It has been a while since my last post. I will be posting more frequently. I am currently working on my next book, entitled, A Search for the Truth in Religion. Here is the prologue in progress.
“It seems to me that whoever doesn’t wonder about the truth in religion and in science might as well be dead.” –Albert Einstein
We can see all around us the products of the truth in science. Scientific truth has made steady strides forward, but has religion? Some say that religion is holding humanity back from maturity. Current world conflicts in some of the major religions are exacerbated by those in power seeking to hasten a religious apocalypse, Armageddon, “the end-times”, day of the judgment, the Hour, the second coming of Christ, etc. Childish claims of “my religion is better than your religion” have turned dangerous and lead to human tragedy.
Is there then less truth in religion than science, no truth at all, or just ignorance and fantasy? Or is the problem something else? The author asserts that the problem is not that there is a lack of truth in religion, but that we lack acceptable reasonable metrics for determining truth in the first place.
But it need not be so. I have chosen concepts from the writings of Sir Francis Bacon, Socrates, and Jesus to construct a reasonable set of metrics for seeking the truth in the three dimensions of religion.
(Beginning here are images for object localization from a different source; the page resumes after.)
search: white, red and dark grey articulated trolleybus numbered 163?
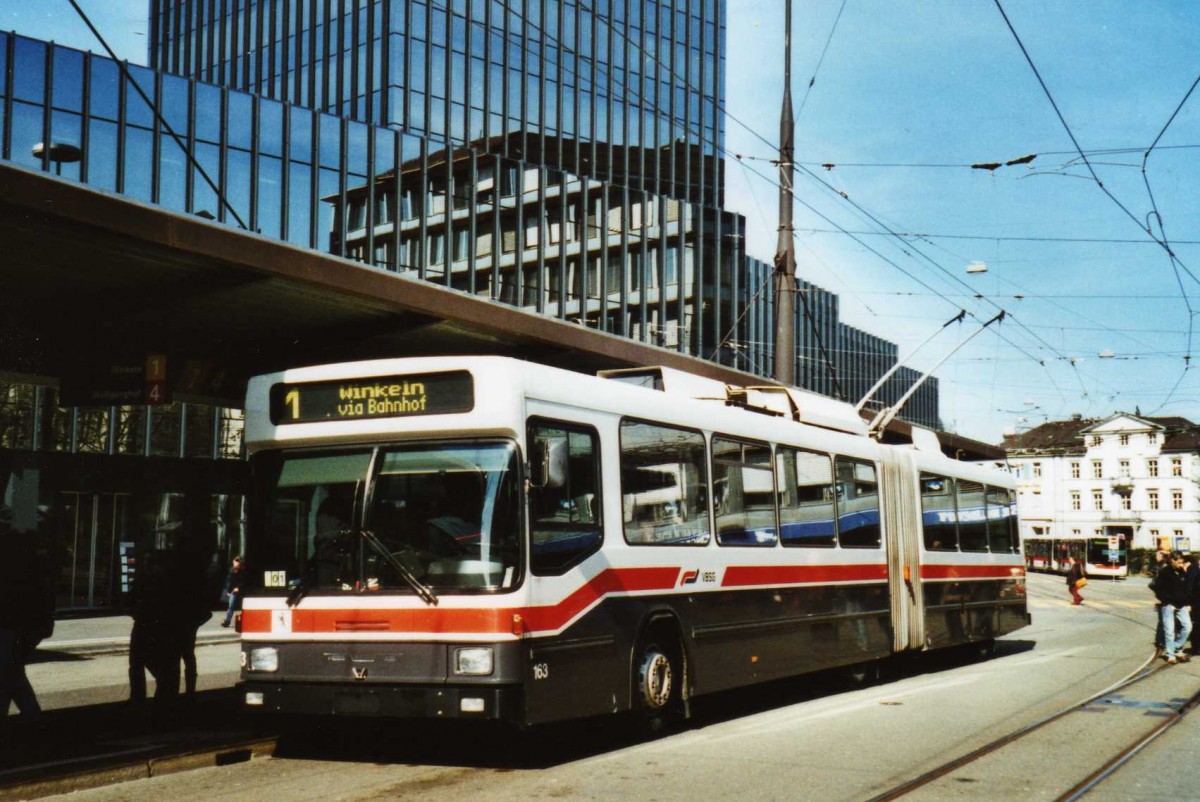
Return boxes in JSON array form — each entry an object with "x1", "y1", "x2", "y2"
[{"x1": 240, "y1": 357, "x2": 1028, "y2": 725}]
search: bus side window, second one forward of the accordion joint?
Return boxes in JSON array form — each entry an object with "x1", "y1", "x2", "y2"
[{"x1": 775, "y1": 448, "x2": 838, "y2": 546}]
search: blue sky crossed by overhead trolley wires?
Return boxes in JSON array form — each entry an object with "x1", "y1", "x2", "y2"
[{"x1": 0, "y1": 0, "x2": 1200, "y2": 442}]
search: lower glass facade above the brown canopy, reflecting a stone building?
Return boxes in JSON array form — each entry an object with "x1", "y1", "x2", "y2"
[{"x1": 0, "y1": 22, "x2": 937, "y2": 420}]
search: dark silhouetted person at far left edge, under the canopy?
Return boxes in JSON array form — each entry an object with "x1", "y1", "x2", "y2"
[{"x1": 0, "y1": 504, "x2": 54, "y2": 731}]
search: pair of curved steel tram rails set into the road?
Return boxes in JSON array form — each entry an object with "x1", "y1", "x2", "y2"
[{"x1": 868, "y1": 654, "x2": 1200, "y2": 802}]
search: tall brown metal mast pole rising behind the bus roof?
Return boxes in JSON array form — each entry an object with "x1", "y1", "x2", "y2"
[{"x1": 775, "y1": 0, "x2": 796, "y2": 385}]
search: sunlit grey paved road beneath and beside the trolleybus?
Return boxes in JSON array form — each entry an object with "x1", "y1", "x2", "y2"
[{"x1": 25, "y1": 575, "x2": 1200, "y2": 802}]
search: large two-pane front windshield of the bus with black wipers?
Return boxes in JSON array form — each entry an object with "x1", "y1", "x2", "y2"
[{"x1": 247, "y1": 442, "x2": 521, "y2": 593}]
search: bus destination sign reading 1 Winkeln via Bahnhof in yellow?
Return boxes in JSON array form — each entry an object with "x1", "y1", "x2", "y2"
[{"x1": 271, "y1": 371, "x2": 475, "y2": 424}]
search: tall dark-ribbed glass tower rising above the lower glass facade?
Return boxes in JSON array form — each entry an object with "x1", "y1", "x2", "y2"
[{"x1": 150, "y1": 0, "x2": 725, "y2": 207}]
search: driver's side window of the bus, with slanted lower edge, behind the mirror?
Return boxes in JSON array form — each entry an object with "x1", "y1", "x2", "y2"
[{"x1": 527, "y1": 420, "x2": 602, "y2": 574}]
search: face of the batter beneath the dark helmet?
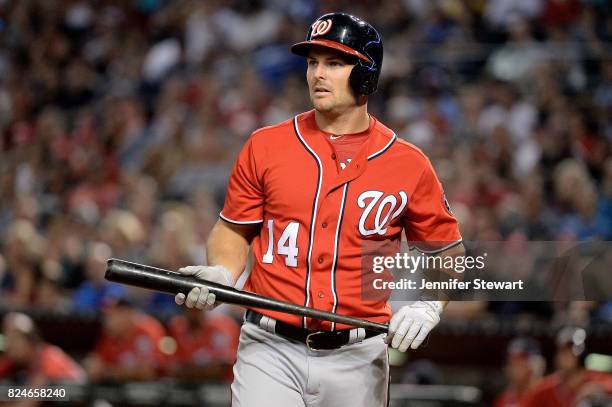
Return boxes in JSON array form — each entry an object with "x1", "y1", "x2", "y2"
[{"x1": 306, "y1": 47, "x2": 356, "y2": 113}]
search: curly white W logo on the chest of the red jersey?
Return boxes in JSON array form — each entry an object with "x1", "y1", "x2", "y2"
[{"x1": 357, "y1": 191, "x2": 408, "y2": 236}]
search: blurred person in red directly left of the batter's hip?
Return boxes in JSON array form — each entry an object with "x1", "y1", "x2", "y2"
[{"x1": 169, "y1": 308, "x2": 240, "y2": 381}]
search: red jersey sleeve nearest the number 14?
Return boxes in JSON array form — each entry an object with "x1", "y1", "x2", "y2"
[{"x1": 219, "y1": 137, "x2": 264, "y2": 224}]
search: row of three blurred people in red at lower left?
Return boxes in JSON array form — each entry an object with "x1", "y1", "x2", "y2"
[{"x1": 0, "y1": 306, "x2": 240, "y2": 386}]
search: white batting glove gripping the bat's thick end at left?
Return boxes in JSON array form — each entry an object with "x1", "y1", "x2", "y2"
[{"x1": 174, "y1": 266, "x2": 236, "y2": 311}]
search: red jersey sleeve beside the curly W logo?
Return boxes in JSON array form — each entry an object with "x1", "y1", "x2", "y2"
[{"x1": 403, "y1": 160, "x2": 461, "y2": 253}]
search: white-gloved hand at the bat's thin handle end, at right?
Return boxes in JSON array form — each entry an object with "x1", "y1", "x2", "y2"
[{"x1": 385, "y1": 301, "x2": 442, "y2": 352}]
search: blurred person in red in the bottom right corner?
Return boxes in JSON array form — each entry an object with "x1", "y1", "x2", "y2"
[{"x1": 522, "y1": 327, "x2": 612, "y2": 407}]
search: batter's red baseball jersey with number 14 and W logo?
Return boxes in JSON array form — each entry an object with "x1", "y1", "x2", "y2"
[{"x1": 220, "y1": 111, "x2": 461, "y2": 330}]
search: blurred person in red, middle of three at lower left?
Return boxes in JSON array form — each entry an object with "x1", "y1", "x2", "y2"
[{"x1": 85, "y1": 298, "x2": 165, "y2": 382}]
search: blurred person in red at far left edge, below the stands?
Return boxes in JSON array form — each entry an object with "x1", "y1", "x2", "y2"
[{"x1": 0, "y1": 312, "x2": 86, "y2": 387}]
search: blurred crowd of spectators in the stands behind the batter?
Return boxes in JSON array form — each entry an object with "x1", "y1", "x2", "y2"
[{"x1": 0, "y1": 0, "x2": 612, "y2": 402}]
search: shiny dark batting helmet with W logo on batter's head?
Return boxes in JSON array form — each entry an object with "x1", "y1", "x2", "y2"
[{"x1": 291, "y1": 13, "x2": 383, "y2": 95}]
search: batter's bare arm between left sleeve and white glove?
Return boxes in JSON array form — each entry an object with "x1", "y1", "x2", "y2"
[{"x1": 206, "y1": 220, "x2": 253, "y2": 281}]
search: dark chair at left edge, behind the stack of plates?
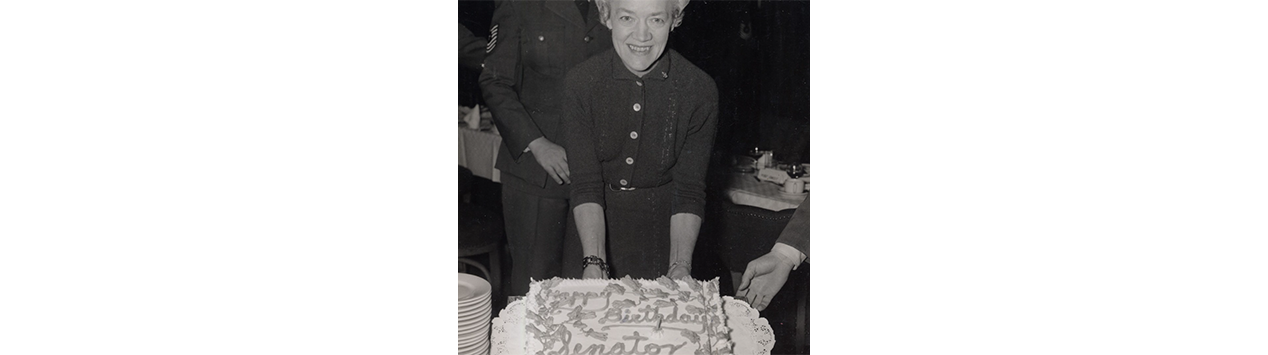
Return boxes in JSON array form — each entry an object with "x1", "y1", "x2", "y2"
[{"x1": 458, "y1": 166, "x2": 506, "y2": 307}]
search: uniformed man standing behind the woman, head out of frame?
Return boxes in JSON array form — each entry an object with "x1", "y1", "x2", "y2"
[{"x1": 481, "y1": 0, "x2": 612, "y2": 294}]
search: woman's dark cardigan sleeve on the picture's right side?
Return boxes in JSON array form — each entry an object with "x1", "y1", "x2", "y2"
[{"x1": 672, "y1": 80, "x2": 718, "y2": 218}]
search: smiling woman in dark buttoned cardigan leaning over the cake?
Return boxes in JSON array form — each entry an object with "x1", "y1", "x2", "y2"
[{"x1": 563, "y1": 0, "x2": 718, "y2": 279}]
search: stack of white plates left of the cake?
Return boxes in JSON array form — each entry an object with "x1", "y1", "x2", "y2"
[{"x1": 458, "y1": 273, "x2": 493, "y2": 355}]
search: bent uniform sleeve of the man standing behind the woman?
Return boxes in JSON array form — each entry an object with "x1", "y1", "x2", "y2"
[{"x1": 479, "y1": 1, "x2": 543, "y2": 160}]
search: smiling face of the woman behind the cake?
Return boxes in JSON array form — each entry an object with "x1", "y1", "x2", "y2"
[{"x1": 606, "y1": 0, "x2": 673, "y2": 77}]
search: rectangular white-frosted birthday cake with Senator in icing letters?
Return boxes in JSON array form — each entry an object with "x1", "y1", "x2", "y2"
[{"x1": 525, "y1": 276, "x2": 732, "y2": 355}]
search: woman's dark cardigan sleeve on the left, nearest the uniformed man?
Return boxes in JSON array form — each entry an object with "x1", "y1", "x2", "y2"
[{"x1": 563, "y1": 71, "x2": 606, "y2": 208}]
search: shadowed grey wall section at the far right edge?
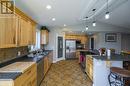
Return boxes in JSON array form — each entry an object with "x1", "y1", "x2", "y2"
[{"x1": 121, "y1": 34, "x2": 130, "y2": 51}]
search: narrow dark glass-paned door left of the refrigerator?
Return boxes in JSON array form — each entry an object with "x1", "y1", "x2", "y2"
[{"x1": 58, "y1": 36, "x2": 63, "y2": 58}]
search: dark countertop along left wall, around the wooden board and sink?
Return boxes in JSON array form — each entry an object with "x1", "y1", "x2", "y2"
[{"x1": 0, "y1": 50, "x2": 52, "y2": 80}]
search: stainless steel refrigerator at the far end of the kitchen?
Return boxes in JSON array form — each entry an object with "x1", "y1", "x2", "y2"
[{"x1": 65, "y1": 40, "x2": 76, "y2": 59}]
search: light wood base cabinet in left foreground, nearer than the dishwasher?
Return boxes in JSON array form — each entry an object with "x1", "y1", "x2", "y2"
[{"x1": 0, "y1": 64, "x2": 37, "y2": 86}]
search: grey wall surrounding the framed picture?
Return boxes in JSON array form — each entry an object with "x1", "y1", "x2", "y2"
[{"x1": 93, "y1": 32, "x2": 121, "y2": 53}]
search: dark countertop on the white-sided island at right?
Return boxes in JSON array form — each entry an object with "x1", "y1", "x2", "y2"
[{"x1": 92, "y1": 54, "x2": 130, "y2": 61}]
I present these metrics in three parts.
Part I discusses intrafaith conflicts which are generated by three entirely different views of scripture expressed by the three psychological types of believers. This metric, based upon Sir Francis Bacon’s concepts, makes it very clear that people use reasoning methods vastly different. The recognition that competing viewpoints exist solves the conflict by realizing that no one denomination speaks for the entire system of religion.
Part II examines inner faith anxiety, originating from unproven claims, doubts, fear, and nonsensical answers from the religious authorities. The uneasiness is that some things do not make sense. This metric, based upon Socrates’ council to not lead an unexamined life, leads one to examine – who am I? The teaching and training of the royal yoga system is indispensable to solve this anxiety by transforming one’s view of life.
Part III identifies the religious paradigm I have created for a universal interfaith comparison. This metric, this paradigm, is based upon the three principles that Jesus chose above all others. I call it the Golden Thread. These same principles within eight religions are at their core and I interpret them in light of the universal Golden Thread to introduce more accurate comparisons among religions than apples to oranges.